Le 23 janvier 1886, vingt-deux hommes prennent la pose depuis la galerie d’une maison de pierres dans une propriété de Martinique. Au centre du groupe, coiffé d’un chapeau à ruban, se tient l’hôte, le baron de Lareinty, l’une des personnalités les plus puissantes de la colonie ; il est entouré d’autres notables – parents, grands propriétaires terriens, administrateurs et un membre du clergé. Parmi ces hommes se trouve Charles de Lesseps, vice-président de la Compagnie universelle du canal interocéanique de Panama, accompagné de plusieurs ingénieurs et parties prenantes du chantier. Ce portrait de groupe immortalise leur rencontre, qui scelle probablement l’assurance d’un soutien tant politique que financier et logistique à ces grands travaux commencés en 18811.
Mais cette photographie n’est pas qu’un portrait de groupe. Léon de Bertier de Sauvigny, le photographe, ou peut-être un autre des protagonistes de la scène, a choisi d’adjoindre à celle-ci une autre personne. Au premier plan, au pied de la galerie, une jeune femme, vêtue d’une robe et d’une coiffe martiniquaises de facture modeste, est assise à même la terre battue. Il est peu probable que cette femme ait quelque chose à voir avec l’objet de la rencontre dont témoigne cette photographie. Pour preuve, au dos de celle-ci, dans la « désignation des personnes représentées ci-contre », aucune mention n’est faite de cette dernière. Pour autant, l’effet de contraste que produit sa présence dans la mise en scène photographique est frappant : vingt-deux hommes « blancs » debout dans la galerie ou assis sur la rambarde, élégamment vêtus et certainement tous bien chaussés, et, à leurs pieds, une jeune femme « noire » assise par terre, les pieds nus. Si la pose de certains des hommes est décontractée, il n’en est rien pour la jeune femme assise : dos droit, jambes resserrées, bras le long du corps, mains jointes, les yeux regardant l’objectif avec une expression neutre.
« Difficile de ne pas voir dans cette photographie une allégorie des hiérarchies construites par et pour ceux qui se définissent comme blancs. » estime l’historienne Céline Flory. En effet, cette photographie de la fin du 19ème siècle témoigne de la société esclavagiste et colonialiste de l’époque. Elle met en évidence les relations et réseaux d’interconnaissances des notables présents, ainsi que leur rôle dans la construction du canal interocéanique de Panama. Le choix de placer une jeune femme martiniquaise vêtue modestement assise au pied de la galerie, contraste avec l’apparence élégante des hommes blancs. Ce contraste témoigne de la division raciale et de l’inégalité sociale qui existait alors. La jeune femme représente les classes inférieures et exploitées, notamment les esclaves ou les descendants d’esclaves qui ont été forcés de travailler pour les grands propriétaires terriens de l’époque.
Cette photographie souligne l’oppression systémique des personnes noires et métisses dans la société coloniale. La jeune femme n’a pas été nommée dans la « désignation des personnes représentées ci-contre », signature de sa réification assumée preuve s’il en est du mépris et de l’effacement de la présence des personnes noires dans la société coloniale. Cette photographie est un exemple du regard colonial qui a contribué à la déshumanisation des populations locales et à la naturalisation de l’ordre social inégalitaire de l’époque.
C’est un témoignage poignant de la domination coloniale et du capitalisme racial. Ce concept, développé par des penseurs critiques tels que Cedric J. Robinson et Ruth Wilson Gilmore, désigne la manière dont le racisme et l’exploitation économique sont entremêlés dans le développement du capitalisme.

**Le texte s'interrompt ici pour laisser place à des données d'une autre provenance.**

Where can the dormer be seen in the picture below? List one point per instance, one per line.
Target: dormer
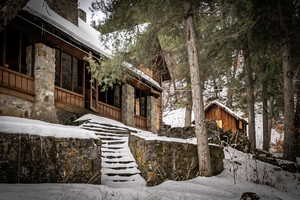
(68, 9)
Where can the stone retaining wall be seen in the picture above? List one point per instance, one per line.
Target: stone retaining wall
(14, 106)
(162, 160)
(35, 159)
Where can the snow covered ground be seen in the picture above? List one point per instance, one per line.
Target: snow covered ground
(36, 127)
(217, 187)
(175, 118)
(275, 136)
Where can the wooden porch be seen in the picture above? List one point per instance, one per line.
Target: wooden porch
(16, 84)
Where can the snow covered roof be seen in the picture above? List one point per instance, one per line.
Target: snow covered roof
(83, 33)
(15, 125)
(228, 110)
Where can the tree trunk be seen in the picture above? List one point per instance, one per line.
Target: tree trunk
(9, 9)
(266, 140)
(297, 114)
(188, 110)
(250, 100)
(270, 118)
(197, 94)
(289, 112)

Dans le contexte de la Martinique coloniale, le système économique était basé sur l’exploitation des travailleurs noirs, qui étaient utilisés comme esclaves ou comme main-d’œuvre bon marché. Les grandes plantations et les propriétaires terriens blancs ont prospéré grâce à cette exploitation. L’image montre clairement cette division raciale et économique, avec les notables blancs représentés de manière élégante et la jeune femme martiniquaise représentant les classes inférieures et exploitées.

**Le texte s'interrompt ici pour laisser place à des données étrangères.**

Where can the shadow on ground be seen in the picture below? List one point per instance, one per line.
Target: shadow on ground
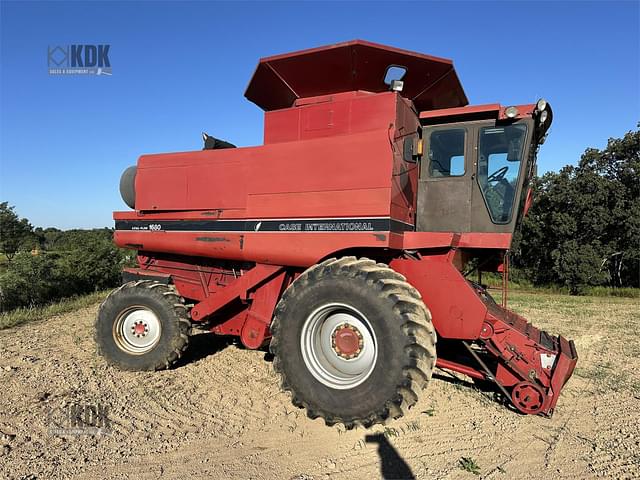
(201, 345)
(392, 465)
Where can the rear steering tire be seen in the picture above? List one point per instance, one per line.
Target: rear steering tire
(353, 342)
(143, 325)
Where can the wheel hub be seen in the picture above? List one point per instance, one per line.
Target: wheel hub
(140, 329)
(528, 398)
(137, 330)
(338, 346)
(347, 341)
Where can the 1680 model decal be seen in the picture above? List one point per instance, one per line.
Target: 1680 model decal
(293, 225)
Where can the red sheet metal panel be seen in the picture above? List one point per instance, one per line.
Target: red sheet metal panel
(430, 82)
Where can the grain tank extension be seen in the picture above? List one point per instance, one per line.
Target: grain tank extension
(351, 244)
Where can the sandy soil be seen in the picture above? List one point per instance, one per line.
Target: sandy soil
(220, 414)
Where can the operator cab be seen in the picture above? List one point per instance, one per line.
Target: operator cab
(477, 165)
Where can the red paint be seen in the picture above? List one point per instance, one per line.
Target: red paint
(333, 149)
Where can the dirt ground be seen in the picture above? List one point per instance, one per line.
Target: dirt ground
(220, 413)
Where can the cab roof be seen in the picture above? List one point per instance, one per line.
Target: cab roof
(430, 82)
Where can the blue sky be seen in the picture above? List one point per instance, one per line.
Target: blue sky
(179, 69)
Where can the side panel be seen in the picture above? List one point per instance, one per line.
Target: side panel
(457, 311)
(351, 172)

Cette division raciale et économique est un aspect fondamental du capitalisme racial. Le capitalisme utilise la race comme un moyen de maintenir et d’exploiter les populations marginalisées, tout en favorisant les intérêts des élites économiques et politiques. Cette photographie témoigne de la façon dont le racisme et l’exploitation économique étaient profondément entrelacés dans la société coloniale de la Martinique au XIXe siècle, et comment cela a influencé la construction du capitalisme racial.